What I Learned at Gotham Writers Workshop's First-Ever Writing Conference
On October 25th, I gathered a little tote bag and hopped a train from Queens to the Ace Hotel in midtown Manhattan. There, in a conference room in the basement, I found the Gotham Writers Conference.
The conference, the first one ever put on by Gotham Writers Workshop, was a two-day event. The first day, the only one I was able to attend, was open to everyone who felt like paying and attending. It consisted of five panels and talks, as well as a happy hour at the end.
I really enjoyed the first panel, consisting of four authors discussing their writing journey in the hopes of giving encouragement to all the aspiring writers in the audience.
The second talk was on rejection, and it was given by Kim Liao. You may know her as the author of the 100 rejections piece on LitHub — I know I did. It was a really interesting discussion, and included some audience participation, wherein Liao asked everyone to write down goals for the future, both far out goals (several months away) and ones that could be accomplished within a week.
That was a really cool exercise, especially for someone like me, who’s prone to make big, impossible-to-achieve goals and then be wildly disappointed when, shockingly, I’m unable to finish a 50,000 word novel in three days (gasp!)
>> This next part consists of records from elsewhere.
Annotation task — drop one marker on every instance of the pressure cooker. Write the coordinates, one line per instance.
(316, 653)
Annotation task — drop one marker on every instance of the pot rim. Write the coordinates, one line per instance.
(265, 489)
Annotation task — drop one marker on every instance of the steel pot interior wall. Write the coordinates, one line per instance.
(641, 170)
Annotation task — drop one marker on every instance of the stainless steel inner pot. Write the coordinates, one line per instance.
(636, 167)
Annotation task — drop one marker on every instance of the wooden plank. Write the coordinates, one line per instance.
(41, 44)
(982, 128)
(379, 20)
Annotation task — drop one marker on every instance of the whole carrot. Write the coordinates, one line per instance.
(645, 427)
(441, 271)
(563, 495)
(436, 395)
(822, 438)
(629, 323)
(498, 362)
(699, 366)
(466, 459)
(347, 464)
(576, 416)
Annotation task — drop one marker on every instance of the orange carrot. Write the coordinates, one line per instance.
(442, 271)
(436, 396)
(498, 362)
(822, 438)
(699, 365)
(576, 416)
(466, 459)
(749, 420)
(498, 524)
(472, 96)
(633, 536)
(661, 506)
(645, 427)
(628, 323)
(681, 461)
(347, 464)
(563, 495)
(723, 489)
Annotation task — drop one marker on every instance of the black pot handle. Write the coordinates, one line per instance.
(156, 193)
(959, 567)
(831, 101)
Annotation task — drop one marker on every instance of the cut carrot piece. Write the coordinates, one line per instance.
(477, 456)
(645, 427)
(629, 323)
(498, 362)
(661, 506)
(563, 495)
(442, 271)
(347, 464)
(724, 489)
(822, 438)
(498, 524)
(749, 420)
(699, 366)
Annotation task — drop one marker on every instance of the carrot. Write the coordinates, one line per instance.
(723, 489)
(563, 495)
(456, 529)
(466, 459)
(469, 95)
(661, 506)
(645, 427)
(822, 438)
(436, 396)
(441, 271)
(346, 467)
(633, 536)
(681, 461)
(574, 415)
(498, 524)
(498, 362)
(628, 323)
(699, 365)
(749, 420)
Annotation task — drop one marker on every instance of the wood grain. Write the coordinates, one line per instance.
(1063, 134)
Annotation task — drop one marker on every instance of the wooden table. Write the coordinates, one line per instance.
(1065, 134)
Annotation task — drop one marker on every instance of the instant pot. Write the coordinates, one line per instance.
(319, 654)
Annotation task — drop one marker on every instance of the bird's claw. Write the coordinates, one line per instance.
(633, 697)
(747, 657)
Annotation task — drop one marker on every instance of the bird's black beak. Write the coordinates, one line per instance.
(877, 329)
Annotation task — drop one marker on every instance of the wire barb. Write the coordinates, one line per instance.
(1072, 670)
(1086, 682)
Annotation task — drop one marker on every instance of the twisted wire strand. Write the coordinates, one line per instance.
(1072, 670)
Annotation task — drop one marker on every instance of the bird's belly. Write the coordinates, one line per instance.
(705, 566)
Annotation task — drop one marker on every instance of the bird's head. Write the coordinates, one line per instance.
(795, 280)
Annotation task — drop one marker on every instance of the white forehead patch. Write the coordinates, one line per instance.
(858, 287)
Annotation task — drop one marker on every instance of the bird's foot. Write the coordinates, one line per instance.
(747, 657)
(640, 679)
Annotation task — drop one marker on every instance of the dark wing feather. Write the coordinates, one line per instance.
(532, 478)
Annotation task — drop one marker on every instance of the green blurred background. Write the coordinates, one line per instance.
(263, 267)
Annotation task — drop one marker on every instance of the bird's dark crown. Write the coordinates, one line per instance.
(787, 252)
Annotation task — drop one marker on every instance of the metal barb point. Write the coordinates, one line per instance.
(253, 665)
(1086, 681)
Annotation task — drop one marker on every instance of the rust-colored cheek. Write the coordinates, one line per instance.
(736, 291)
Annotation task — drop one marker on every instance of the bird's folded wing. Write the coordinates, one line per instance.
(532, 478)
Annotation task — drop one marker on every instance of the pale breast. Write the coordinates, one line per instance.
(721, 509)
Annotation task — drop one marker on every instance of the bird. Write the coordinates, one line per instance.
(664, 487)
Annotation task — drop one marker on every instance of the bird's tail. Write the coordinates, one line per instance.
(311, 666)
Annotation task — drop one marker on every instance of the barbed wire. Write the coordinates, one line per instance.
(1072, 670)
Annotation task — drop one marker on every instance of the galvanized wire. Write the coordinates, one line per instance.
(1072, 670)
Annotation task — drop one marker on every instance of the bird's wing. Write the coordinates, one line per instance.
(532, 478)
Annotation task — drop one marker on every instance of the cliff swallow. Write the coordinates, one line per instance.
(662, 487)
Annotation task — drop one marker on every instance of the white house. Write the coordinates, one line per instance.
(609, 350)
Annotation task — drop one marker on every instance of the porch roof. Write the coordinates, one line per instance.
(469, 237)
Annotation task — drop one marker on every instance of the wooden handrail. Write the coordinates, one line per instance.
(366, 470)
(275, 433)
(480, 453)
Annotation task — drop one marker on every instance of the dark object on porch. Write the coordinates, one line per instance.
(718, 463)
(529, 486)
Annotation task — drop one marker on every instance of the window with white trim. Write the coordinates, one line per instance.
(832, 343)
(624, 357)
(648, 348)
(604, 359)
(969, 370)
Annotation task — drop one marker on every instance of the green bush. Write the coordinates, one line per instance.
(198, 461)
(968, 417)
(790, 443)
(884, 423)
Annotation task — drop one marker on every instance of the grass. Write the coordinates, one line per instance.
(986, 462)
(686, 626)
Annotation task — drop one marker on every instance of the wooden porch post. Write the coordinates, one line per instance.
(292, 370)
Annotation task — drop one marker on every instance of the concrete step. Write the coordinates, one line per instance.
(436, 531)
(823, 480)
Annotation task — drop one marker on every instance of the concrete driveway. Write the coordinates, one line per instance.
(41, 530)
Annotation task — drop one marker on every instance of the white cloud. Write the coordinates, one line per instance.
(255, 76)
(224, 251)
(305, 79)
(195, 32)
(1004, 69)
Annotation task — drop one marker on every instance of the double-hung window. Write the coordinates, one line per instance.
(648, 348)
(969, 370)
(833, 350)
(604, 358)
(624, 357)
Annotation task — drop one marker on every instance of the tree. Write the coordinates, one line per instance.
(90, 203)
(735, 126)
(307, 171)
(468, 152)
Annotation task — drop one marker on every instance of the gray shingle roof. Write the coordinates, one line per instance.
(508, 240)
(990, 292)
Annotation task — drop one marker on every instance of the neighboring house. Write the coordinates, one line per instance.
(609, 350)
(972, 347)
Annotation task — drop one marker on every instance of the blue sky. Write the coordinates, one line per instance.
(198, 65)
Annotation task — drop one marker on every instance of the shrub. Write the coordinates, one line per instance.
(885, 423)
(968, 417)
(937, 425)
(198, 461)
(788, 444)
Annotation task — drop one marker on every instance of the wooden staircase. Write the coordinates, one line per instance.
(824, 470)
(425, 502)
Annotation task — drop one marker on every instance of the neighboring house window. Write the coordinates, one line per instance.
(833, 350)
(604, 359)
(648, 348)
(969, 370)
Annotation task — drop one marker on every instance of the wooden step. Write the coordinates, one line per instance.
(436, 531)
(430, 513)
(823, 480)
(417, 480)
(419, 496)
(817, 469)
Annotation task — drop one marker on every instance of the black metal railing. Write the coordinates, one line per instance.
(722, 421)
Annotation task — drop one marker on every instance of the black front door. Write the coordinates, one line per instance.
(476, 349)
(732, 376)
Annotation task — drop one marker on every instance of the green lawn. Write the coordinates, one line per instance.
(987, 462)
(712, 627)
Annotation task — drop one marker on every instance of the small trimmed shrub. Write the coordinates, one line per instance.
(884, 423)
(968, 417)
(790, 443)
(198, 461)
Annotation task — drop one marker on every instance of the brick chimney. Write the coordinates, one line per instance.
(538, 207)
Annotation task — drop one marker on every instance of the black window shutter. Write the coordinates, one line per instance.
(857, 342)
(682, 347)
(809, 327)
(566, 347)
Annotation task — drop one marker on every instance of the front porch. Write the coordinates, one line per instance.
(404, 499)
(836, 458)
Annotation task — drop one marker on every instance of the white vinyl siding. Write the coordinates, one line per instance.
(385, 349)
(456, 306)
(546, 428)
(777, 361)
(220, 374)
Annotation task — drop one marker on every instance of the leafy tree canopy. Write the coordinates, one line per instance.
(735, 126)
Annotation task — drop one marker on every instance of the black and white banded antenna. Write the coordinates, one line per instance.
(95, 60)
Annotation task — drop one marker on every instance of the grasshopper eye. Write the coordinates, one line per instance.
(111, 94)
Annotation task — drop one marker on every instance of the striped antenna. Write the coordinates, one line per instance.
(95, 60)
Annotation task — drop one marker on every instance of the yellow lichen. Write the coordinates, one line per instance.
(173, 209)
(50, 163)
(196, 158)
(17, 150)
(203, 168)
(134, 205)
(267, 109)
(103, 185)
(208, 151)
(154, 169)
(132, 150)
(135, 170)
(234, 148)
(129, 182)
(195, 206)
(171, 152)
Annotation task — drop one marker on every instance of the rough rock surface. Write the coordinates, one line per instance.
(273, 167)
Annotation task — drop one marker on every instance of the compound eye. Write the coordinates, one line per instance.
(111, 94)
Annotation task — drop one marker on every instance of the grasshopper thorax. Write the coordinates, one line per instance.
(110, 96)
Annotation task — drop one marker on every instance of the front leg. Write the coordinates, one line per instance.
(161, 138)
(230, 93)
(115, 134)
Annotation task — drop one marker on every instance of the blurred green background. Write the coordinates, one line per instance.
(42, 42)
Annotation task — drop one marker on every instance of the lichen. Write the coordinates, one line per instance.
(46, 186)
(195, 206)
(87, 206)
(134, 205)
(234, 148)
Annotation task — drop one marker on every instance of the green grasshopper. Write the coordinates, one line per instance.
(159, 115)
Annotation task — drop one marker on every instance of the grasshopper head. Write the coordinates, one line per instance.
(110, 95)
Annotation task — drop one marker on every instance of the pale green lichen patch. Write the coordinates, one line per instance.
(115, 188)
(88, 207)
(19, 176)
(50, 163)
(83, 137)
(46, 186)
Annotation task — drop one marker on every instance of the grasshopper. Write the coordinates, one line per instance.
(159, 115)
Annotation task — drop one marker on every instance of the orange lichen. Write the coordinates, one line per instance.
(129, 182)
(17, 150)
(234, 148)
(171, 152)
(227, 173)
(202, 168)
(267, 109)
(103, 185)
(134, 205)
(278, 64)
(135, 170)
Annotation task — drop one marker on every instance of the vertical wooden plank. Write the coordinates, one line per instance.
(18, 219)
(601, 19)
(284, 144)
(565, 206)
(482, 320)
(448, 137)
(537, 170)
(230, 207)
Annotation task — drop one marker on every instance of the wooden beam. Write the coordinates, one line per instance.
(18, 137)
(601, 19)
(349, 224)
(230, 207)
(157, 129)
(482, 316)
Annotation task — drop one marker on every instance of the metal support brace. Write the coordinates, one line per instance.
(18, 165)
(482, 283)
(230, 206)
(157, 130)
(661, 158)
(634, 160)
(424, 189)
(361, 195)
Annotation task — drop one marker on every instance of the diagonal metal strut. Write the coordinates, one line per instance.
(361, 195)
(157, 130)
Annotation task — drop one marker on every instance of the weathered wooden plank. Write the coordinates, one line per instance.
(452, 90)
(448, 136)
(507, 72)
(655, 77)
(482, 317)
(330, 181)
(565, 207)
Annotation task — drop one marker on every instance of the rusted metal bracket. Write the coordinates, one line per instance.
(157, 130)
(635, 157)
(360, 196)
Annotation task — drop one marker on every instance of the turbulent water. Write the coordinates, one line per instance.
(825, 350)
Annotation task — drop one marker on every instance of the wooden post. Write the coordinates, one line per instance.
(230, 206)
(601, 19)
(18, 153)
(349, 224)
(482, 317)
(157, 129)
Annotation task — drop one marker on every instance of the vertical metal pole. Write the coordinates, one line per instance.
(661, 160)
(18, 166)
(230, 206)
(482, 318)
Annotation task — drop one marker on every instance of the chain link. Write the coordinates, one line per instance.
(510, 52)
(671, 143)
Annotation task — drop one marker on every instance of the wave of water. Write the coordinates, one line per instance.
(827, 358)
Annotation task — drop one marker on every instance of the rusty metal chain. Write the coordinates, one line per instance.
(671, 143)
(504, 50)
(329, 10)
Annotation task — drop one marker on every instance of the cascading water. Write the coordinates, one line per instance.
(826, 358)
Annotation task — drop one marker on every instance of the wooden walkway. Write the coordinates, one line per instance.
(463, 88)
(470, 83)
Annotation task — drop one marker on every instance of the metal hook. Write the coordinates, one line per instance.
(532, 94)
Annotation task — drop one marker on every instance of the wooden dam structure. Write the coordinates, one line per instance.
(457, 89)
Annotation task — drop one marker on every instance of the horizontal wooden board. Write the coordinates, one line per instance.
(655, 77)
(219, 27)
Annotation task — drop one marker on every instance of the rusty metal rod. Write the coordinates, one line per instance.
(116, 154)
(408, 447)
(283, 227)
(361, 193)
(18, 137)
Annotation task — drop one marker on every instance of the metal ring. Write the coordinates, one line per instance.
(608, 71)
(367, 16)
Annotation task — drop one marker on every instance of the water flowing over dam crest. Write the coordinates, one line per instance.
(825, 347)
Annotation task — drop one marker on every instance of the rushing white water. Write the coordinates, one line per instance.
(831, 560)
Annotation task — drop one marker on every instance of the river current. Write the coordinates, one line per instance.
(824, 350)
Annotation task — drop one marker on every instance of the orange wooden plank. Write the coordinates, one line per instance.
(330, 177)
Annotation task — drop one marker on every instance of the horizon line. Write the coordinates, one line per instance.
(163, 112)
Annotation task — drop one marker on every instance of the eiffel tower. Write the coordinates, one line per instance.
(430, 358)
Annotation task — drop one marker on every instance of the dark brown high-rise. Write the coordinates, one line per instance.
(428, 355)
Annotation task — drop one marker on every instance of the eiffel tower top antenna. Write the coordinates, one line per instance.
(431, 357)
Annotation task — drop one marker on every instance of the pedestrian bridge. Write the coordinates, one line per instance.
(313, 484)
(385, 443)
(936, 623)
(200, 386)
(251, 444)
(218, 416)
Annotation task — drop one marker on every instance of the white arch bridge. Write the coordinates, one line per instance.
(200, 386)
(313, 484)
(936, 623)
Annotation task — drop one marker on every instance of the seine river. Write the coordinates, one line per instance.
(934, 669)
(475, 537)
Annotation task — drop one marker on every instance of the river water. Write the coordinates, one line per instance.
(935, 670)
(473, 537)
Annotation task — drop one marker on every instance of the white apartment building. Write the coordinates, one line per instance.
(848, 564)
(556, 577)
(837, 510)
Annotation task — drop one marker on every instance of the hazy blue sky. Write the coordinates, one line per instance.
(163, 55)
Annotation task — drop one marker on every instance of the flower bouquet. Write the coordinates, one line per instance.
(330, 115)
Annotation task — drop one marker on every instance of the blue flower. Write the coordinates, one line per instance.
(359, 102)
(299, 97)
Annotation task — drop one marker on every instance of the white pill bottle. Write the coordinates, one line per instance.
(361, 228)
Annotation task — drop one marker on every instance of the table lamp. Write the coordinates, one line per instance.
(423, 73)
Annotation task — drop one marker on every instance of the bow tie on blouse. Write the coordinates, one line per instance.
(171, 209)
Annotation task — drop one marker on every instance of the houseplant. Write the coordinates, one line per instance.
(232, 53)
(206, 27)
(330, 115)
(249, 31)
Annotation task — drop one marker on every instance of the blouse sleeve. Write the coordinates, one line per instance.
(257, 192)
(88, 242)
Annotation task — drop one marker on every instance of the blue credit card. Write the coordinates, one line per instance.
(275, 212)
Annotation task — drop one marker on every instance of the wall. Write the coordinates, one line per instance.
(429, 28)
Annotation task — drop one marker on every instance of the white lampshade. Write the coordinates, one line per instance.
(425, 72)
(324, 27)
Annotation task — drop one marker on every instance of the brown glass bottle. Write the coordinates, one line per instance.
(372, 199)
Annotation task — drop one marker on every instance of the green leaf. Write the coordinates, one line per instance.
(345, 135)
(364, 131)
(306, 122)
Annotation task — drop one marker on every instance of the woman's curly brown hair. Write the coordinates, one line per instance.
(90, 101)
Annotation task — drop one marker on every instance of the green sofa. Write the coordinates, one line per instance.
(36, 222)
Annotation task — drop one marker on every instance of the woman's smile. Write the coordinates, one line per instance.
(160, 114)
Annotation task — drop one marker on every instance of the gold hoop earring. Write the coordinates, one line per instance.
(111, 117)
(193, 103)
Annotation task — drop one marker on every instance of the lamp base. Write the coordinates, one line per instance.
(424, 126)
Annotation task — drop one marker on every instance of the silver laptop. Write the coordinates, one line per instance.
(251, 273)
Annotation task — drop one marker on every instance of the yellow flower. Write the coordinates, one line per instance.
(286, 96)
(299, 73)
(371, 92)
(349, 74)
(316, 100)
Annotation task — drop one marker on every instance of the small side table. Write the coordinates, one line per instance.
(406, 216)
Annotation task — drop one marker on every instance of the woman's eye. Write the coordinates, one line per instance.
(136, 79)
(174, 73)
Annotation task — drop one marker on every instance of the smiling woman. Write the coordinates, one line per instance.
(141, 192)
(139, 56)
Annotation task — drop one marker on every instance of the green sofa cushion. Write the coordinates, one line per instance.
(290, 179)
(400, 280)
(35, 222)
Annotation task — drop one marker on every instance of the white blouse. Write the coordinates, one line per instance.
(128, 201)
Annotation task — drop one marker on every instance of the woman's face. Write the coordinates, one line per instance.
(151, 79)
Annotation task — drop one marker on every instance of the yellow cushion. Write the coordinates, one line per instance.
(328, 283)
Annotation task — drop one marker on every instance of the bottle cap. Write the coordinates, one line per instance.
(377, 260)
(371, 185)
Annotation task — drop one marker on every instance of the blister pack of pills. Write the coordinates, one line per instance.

I had broad goals for the upcoming year, including vague things like “get back into essays” and “submit poetry.” The exercise allowed me to narrow them down and say things like, “over the next six months, I will do these four things to achieve my goals.”
I’m proud to say that I’ve already made progress on one of those four steps — I wanted to write two new essays by April, because personal essays are a medium I love but have recently fallen out of practice with. And since the conference, I’ve already written one essay (and submitted it to a publication!).
In addition, I’ve submitted two poems to a literary journal. I don’t know that the motivation to do so came directly from the conference, but I do know the experience got me back in the right mindset.
After lunch came a panel featuring four literary agents called “What we talk about when we talk about you,” and it was like getting a behind-the-scenes snapshot of an agent’s life, specifically how their jobs relate to the publishing lives and careers of authors.
Much of what we learned during the agent panels was a rehash of what I learned through trawling the internet for information on querying and life-after-being-agented. But it was encouraging to have that information seconded by actual professionals.
At the beginning of the conference, I sat down at the back of the room and started chatting with the woman next to me, Alden Speake Cayse. She was signed up for both days, and since I didn’t get to the second day, I followed up with her about it.
A huge takeaway for Cayse from day two was how frank the agents were in their feedback. The way that day was set up was people were assigned to tables by age category and genre, and each table had three agents who spent the first few hours critiquing everyone’s query, and the few hours after lunch critiquing their first two pages.
She learned several key points about the querying process, including to make sure the query’s tone and style matches that of the manuscript.
The way Cayse described the conference as a whole was as though it had “lifted the curtain and allowed me to see how publishing works—from writing a manuscript, to getting an agent, to what happens to that writer post-agent—in a way I hadn’t been able to before.”
Ultimately, I wish I could have gone to day two of the conference; that was a big selling point, how unique it was going to be. However, my book wasn’t ready (it still isn’t), and I didn’t have time to rush to finish it.
The first day was worth it because I got to meet a fellow writer and listen to authors and agents discuss aspects of this business that I hope to be a part of someday, and because, as Cayse said, it was a great behind-the-scenes look at how things really work.